AGI - Si chiamano PGPB, dall’inglese plant-growth-promoting bacteria, e sono dei batteri che possono migliorare la salute delle piante e proteggerle dagli agenti patogeni. Li hanno studiati gli esperti dell’Università della Carolina del Nord e dell’Università del Massachusetts, che hanno identificato nuovi batteri in grado di migliorare le rese agricole.
Pubblicato sul Phytobiomes Journal, il loro lavoro suggerisce che diversi gruppi di batteri possono essere utilizzati per aumentare la resa agricola. “Molti PGPB formano comunità di cellule tra loro collegate – afferma Elizabeth Shank dell’Università del Massachusetts, – note come biofilm, che permettono alle sostanze di aderire meglio alle radici delle piante”.
Il team ha utilizzato un metodo basato sulla crescita liquida e identificato più ceppi batterici in grado di aumentare l'aderenza del PGPB alle radici. Il gruppo di ricerca ha eseguito uno screening ad alto rendimento di batteri originariamente ottenuti dalle radici di piante coltivate in natura.

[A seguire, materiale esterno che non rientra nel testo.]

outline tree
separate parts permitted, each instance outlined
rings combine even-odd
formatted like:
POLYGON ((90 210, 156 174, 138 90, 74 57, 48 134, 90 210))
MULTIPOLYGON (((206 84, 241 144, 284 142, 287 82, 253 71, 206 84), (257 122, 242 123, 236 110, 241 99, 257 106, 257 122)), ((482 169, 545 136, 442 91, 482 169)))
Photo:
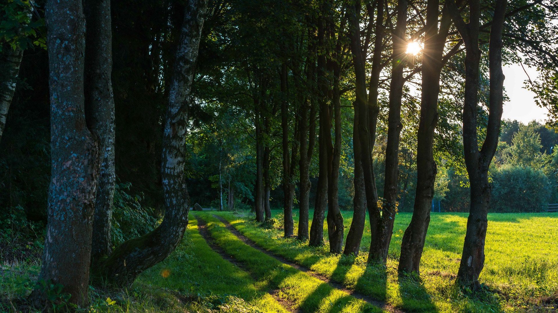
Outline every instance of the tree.
MULTIPOLYGON (((381 212, 375 210, 371 214, 371 246, 368 262, 385 263, 389 242, 393 230, 393 223, 397 210, 397 193, 399 180, 399 141, 401 129, 401 99, 405 84, 403 71, 406 62, 407 41, 407 0, 397 1, 397 23, 393 35, 393 49, 392 55, 391 81, 389 85, 389 104, 388 116, 387 144, 386 147, 386 173, 383 199, 381 212)), ((370 199, 368 199, 369 202, 370 199)))
POLYGON ((419 273, 420 259, 430 221, 430 204, 434 196, 436 165, 434 158, 434 131, 438 121, 440 78, 446 38, 451 25, 444 9, 439 30, 440 2, 429 0, 426 8, 426 31, 422 53, 421 111, 417 133, 417 187, 411 223, 401 243, 398 271, 419 273))
POLYGON ((506 149, 508 163, 522 167, 541 169, 543 165, 541 153, 541 136, 527 126, 522 126, 512 139, 512 146, 506 149))
POLYGON ((190 198, 184 170, 187 107, 207 0, 190 0, 184 11, 169 92, 161 156, 165 212, 153 232, 119 246, 103 265, 104 275, 121 286, 164 260, 182 239, 188 224, 190 198))
MULTIPOLYGON (((71 303, 88 301, 98 146, 85 123, 85 23, 81 2, 49 1, 46 7, 51 107, 51 178, 40 283, 60 284, 71 303)), ((48 305, 47 288, 31 300, 48 305)))
POLYGON ((99 143, 100 168, 95 198, 93 260, 110 254, 114 173, 114 100, 112 82, 110 2, 86 1, 85 110, 88 126, 99 143))
POLYGON ((502 33, 507 6, 507 0, 496 0, 491 21, 488 48, 488 121, 486 136, 479 149, 477 115, 481 53, 479 47, 480 3, 479 0, 469 0, 468 23, 463 21, 455 1, 450 0, 448 3, 452 19, 465 47, 463 147, 471 186, 470 209, 458 278, 461 283, 472 285, 475 288, 480 287, 479 275, 484 266, 484 240, 490 198, 488 168, 498 145, 503 110, 504 77, 502 70, 502 33))
MULTIPOLYGON (((0 26, 0 38, 2 38, 0 43, 0 139, 16 91, 23 50, 31 46, 27 42, 30 41, 28 37, 36 33, 33 27, 37 23, 31 22, 32 5, 28 2, 16 1, 2 4, 2 12, 6 13, 0 26)), ((44 41, 41 39, 35 42, 42 45, 44 41)))

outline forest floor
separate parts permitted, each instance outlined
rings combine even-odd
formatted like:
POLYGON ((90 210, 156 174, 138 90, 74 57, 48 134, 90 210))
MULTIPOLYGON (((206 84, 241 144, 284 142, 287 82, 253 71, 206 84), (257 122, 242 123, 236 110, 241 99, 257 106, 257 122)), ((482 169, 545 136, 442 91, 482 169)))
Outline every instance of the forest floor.
MULTIPOLYGON (((351 222, 346 213, 345 236, 351 222)), ((368 223, 360 255, 341 256, 329 253, 327 242, 310 248, 283 237, 282 212, 273 214, 275 224, 262 227, 249 212, 193 212, 184 239, 166 260, 129 288, 91 287, 91 305, 84 311, 558 311, 558 214, 490 214, 484 287, 473 294, 455 285, 465 214, 432 214, 421 280, 397 275, 410 213, 396 218, 387 266, 366 264, 368 223)), ((25 298, 38 261, 5 261, 0 312, 32 311, 25 298)))
MULTIPOLYGON (((323 247, 310 248, 295 238, 285 238, 279 227, 262 228, 249 216, 230 212, 214 214, 224 218, 247 237, 245 242, 267 250, 285 263, 294 263, 310 270, 315 276, 340 283, 359 295, 387 302, 384 309, 388 310, 558 311, 556 214, 489 214, 486 261, 480 277, 483 288, 474 294, 455 284, 466 214, 432 214, 421 262, 421 280, 401 278, 397 275, 401 241, 410 221, 410 213, 400 213, 396 218, 387 266, 366 264, 370 243, 368 222, 362 253, 354 257, 329 253, 327 242, 323 247)), ((273 211, 273 214, 278 220, 277 224, 281 224, 282 212, 273 211)), ((295 217, 295 233, 297 219, 295 217)), ((344 222, 347 236, 351 217, 345 217, 344 222)), ((324 233, 327 233, 325 229, 324 233)))

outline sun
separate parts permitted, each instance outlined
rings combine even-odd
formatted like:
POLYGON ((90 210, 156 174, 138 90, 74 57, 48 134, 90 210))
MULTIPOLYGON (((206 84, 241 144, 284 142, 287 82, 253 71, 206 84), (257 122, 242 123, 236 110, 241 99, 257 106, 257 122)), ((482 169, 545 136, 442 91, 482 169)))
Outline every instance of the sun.
POLYGON ((407 51, 405 52, 410 55, 416 56, 419 54, 422 50, 422 47, 421 46, 420 43, 417 42, 416 41, 411 41, 411 42, 409 42, 408 45, 407 45, 407 51))

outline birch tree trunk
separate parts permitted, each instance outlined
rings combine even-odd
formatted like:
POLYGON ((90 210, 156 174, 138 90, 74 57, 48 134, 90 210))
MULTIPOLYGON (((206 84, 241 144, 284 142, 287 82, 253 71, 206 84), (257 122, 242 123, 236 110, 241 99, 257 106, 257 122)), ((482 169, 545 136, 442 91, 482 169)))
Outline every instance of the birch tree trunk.
POLYGON ((99 143, 100 165, 95 199, 92 260, 112 250, 110 226, 114 195, 114 101, 110 1, 84 2, 85 38, 85 110, 87 124, 99 143))
POLYGON ((4 71, 2 74, 4 79, 0 82, 0 140, 6 127, 9 105, 16 92, 16 82, 23 55, 21 49, 17 48, 13 50, 7 45, 3 45, 2 52, 0 53, 0 69, 4 71))
POLYGON ((124 242, 105 262, 107 278, 119 286, 129 285, 140 273, 165 260, 188 224, 190 197, 184 172, 187 113, 207 3, 207 0, 187 2, 176 50, 162 141, 165 216, 155 230, 124 242))
MULTIPOLYGON (((51 176, 40 281, 60 283, 69 301, 86 305, 89 282, 97 145, 85 123, 81 1, 51 0, 45 7, 50 89, 51 176)), ((30 297, 50 306, 46 290, 30 297)))

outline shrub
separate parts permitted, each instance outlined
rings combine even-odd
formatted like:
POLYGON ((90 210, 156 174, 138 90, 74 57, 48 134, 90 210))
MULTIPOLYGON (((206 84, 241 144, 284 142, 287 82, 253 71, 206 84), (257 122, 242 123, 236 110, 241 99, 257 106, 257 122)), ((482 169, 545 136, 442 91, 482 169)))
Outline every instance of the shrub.
POLYGON ((551 183, 541 170, 507 164, 493 175, 493 211, 536 212, 550 200, 551 183))

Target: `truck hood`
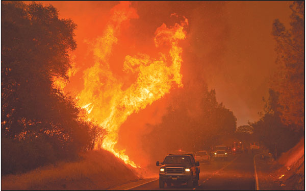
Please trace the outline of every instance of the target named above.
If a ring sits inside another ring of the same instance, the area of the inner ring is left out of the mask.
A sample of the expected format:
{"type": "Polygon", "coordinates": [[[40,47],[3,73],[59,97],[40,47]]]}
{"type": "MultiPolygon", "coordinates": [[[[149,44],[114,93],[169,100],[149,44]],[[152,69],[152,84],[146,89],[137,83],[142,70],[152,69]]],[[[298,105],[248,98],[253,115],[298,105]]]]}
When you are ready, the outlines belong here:
{"type": "Polygon", "coordinates": [[[170,168],[170,167],[183,167],[184,168],[188,168],[191,166],[190,164],[163,164],[161,167],[170,168]]]}

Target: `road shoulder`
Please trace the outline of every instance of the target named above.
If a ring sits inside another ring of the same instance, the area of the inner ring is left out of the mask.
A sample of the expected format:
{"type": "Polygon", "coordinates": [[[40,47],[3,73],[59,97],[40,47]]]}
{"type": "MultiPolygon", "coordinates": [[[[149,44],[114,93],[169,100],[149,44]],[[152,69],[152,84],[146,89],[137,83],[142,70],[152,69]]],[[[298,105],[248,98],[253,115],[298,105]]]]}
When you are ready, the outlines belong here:
{"type": "Polygon", "coordinates": [[[258,184],[261,189],[283,189],[273,173],[279,166],[267,153],[263,153],[254,158],[256,163],[258,184]]]}

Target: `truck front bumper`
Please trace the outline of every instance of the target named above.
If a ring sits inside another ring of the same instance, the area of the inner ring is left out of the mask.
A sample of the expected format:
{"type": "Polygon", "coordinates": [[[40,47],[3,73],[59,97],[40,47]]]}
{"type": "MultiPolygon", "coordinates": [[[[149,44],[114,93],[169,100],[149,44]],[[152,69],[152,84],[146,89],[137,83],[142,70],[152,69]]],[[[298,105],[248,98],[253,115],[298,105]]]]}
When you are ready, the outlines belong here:
{"type": "Polygon", "coordinates": [[[165,182],[186,182],[192,178],[191,174],[160,174],[160,179],[165,182]]]}

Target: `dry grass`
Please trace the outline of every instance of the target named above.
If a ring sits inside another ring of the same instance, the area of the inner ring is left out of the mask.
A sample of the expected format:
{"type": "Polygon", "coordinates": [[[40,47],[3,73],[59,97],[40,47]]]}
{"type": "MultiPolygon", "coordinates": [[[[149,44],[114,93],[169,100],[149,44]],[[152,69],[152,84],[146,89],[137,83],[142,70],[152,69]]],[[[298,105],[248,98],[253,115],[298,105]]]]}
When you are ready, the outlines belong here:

“I nostri risultati – sostiene la scienziata – suggeriscono che le interazioni fisiche o chimiche tra queste diverse specie batteriche si traducono in un mantenimento prolungato dei batteri sulle radici, per cui questi microrganismi possono lavorare insieme per proteggere meglio le piante coltivate e migliorare la loro crescita”. L’esperta aggiunge che lo studio potrebbe rivelarsi utile per comprendere meglio i trattamenti microbici e progettare sistemi in grado di migliorare i raccolti in contesti agricoli.
“Abbiamo verificato che i batteri identificati potessero entrare naturalmente in contatto con le radici negli ambienti del suolo nativo – commenta Shank – e abbiamo esaminato come altri microbi nativi potrebbero alterare il comportamento di ciascun ceppo PGPB. Comprendere il modo in cui i gruppi di microbi associati alle piante possano influenzarne la crescita è fondamentale per la buona resa agricola”.
I ricercatori si sono concentrati sui PGPB attualmente utilizzati nei trattamenti agricoli, in modo che i risultati fossero correlati agli interventi commerciali. “Un impatto importante del nostro lavoro potrebbe incoraggiare ulteriormente le aziende di biotecnologie agricole a considerare l'utilizzo di gruppi di più batteri – conclude Shank – piuttosto che focalizzare l’attenzione su un'unica tipologia di microrganismi. Secondo i nostri dati, infatti, in questo modo sarebbe possibile implementare la resa delle colture e contribuire ad aumentare produzione di cibo”.